The Russian invasion of Ukraine led to a rise in the price of oil and gas, and this will lead to higher global prices for fuel. As Russia is a major supplier of oil and gas, economic sanctions on Russia in response to the invasion will reduce supply and put upward pressure on oil prices. Thus, the Nepalese household is likely to bear the brunt of escalating Russia-Ukraine crisis. Tension in the European region is likely to drive commodity and food prices higher. However, Nepal’s direct economic relations with Russia and Eastern Europe are very low. Due to its low economic cooperation, the direct effect will be less noticeable. According to the International Monetary Fund’s Direction of trade statistics (DOTS) Nepal imported about USD 8.24 million and exported USD 2.01 million worth of goods in 2020 from Russia whereas, from Ukraine, Nepal imported USD 202.92 million and exported USD 0.02 million. If we look at Russia’s direct investment as of 15 July 2020, NRs. 694 million Foreign Direct Investment (FDI) has been received from Russia which is invested in 42 different companies and they have generated 1464 jobs. These numbers are small; therefore, it doesn’t matter in the context of the economy. Thus, the conflict may have a minimal direct effect on the Nepalese economy.
However, after Russia invaded Ukraine, oil prices in Europe and international markets have reached a seven-year high. Even if there is no direct effect, there will be an indirect effect. The biggest indirect impact comes from oil. Russia is a major player in the international oil market, supplying about 10.5 million barrels of oil a day. That is more than 11 percent of the global supply. It is natural for the price of oil to rise as soon as destruction occurs. Oil imports to Nepal were worth Rs 175 billion last year when the price was USD 40-42 per barrel and reached a maximum of USD 75 per barrel. On average, it was USD 60, but now it is over USD 100. In this context, it seems that an additional burden of Rs 100 billion will fall on Nepal’s oil imports which will be an indirect effect on Nepal’s economy.
On the other hand, the direct effect of the declaration of war is that the United States and the North Atlantic Treaty Organization (NATO) members would spend money to support the war, which would reduce the amount of development assistance that Nepal was provided through the Development Corporations. Due to the war, financial development assistance to Nepal may decrease in the future.

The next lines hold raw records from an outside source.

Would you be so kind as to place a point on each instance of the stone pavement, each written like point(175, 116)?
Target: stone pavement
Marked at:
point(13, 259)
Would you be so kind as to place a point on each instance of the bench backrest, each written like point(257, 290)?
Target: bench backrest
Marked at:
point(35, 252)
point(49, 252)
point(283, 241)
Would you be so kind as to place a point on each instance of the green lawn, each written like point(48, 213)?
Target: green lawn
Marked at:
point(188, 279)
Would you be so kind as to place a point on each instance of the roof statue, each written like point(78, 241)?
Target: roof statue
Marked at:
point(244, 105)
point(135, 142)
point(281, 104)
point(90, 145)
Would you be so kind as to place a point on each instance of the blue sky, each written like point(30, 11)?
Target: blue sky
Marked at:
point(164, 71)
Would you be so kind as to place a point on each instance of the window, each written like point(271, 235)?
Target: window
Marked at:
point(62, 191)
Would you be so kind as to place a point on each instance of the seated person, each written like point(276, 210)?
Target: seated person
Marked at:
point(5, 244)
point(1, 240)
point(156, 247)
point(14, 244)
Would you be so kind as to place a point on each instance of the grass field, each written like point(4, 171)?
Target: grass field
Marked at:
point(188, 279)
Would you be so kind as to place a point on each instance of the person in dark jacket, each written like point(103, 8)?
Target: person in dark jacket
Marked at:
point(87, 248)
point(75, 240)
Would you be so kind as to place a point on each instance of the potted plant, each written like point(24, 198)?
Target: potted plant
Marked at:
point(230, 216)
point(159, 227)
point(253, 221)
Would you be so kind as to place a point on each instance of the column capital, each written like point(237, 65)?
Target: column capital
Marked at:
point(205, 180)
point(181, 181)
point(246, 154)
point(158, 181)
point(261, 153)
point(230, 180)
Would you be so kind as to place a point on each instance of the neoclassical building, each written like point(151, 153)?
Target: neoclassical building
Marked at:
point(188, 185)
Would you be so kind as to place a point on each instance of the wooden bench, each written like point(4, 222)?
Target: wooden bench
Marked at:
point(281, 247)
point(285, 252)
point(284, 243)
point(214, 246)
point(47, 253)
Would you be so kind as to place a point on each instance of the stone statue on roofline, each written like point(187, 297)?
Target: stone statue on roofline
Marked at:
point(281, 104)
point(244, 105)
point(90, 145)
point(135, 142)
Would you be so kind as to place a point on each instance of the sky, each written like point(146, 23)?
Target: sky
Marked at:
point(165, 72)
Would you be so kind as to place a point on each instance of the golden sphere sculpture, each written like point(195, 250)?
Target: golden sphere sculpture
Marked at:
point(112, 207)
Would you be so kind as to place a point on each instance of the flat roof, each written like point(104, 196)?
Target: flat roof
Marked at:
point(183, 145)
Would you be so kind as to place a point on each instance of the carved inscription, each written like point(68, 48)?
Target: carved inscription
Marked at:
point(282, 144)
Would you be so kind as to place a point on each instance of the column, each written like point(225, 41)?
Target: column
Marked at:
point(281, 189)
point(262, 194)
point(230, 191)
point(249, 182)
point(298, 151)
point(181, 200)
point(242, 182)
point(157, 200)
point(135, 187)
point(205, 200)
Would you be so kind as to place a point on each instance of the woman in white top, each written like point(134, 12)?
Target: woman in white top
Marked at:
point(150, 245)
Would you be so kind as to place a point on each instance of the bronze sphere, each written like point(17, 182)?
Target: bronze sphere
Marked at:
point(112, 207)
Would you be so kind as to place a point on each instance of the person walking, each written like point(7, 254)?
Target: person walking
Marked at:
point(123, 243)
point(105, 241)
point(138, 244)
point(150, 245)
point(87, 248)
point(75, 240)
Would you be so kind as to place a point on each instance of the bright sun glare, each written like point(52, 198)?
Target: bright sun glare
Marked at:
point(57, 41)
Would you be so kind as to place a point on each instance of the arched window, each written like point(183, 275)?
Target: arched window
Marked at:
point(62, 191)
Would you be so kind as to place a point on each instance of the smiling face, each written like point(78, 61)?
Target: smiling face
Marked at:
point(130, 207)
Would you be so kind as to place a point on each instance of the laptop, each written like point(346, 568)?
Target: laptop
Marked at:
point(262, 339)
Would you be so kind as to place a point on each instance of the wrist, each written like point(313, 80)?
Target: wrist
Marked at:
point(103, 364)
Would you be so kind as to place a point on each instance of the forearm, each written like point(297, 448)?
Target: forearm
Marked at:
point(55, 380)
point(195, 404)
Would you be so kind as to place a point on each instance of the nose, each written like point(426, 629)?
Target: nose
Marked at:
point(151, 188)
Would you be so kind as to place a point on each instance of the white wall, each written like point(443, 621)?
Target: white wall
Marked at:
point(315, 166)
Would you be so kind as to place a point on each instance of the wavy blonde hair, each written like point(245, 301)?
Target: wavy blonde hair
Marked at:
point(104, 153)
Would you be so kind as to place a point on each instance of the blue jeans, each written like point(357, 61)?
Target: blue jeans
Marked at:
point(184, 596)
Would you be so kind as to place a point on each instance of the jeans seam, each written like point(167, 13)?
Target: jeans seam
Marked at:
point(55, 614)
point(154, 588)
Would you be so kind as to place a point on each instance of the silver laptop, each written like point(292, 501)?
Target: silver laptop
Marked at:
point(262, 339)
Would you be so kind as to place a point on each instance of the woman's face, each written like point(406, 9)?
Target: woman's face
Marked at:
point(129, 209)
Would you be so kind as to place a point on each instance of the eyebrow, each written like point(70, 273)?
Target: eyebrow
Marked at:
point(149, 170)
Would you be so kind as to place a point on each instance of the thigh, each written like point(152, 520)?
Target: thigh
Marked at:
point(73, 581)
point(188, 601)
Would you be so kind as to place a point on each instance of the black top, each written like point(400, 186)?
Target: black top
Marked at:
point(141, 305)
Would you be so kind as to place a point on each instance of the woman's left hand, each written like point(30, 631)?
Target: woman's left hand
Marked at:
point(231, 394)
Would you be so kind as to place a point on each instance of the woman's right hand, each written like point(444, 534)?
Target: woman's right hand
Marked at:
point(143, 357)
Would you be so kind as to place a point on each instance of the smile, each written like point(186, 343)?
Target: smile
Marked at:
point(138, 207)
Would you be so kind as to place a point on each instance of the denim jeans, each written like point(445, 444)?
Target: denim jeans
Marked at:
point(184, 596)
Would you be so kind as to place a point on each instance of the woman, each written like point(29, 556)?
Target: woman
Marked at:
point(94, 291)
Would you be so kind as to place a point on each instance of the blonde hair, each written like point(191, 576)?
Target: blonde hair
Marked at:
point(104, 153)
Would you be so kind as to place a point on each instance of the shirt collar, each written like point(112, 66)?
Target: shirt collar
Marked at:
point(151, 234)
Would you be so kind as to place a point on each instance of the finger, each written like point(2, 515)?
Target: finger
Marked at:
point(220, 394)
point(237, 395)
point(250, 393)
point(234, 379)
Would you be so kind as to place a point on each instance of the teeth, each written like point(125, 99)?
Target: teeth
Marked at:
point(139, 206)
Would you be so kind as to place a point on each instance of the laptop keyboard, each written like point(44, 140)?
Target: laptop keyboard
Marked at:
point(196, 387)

Another impact of this war would be that it would affect the global supply chain. If we look at Nepal’s economy, it is an economy that is dependent on imports. More than 40 percent of Nepal’s consumption demand constitutes imports. The impact of war will affect the global supply chain and consequently the global prices, which will eventually affect Nepal’s economy. The major impact would be through inflation and the scourge of inflation would affect the poor. Similarly, the Russia-Ukraine crisis could impact the food prices in Nepal and the sharp jump in crude oil prices will pose inflationary, fiscal risks to the economy.
In order to minimize its impact on the Nepalese economy, Nepal should focus on the following areas: reduce the unnecessary use of petroleum products and promote hydropower. There is also a need to strengthen economic diplomacy more effectively so that the development assistance from the developed country will not be affected. Moreover, to reduce inflationary pressure on the market, monetary and fiscal policies instruments should be implemented properly. For instance, in the fiscal policy instrument such as cut the excise duty and value-added tax (VAT) on fuel prices.
Sunil Kumar Chaudhary is Research Associate at NIICE.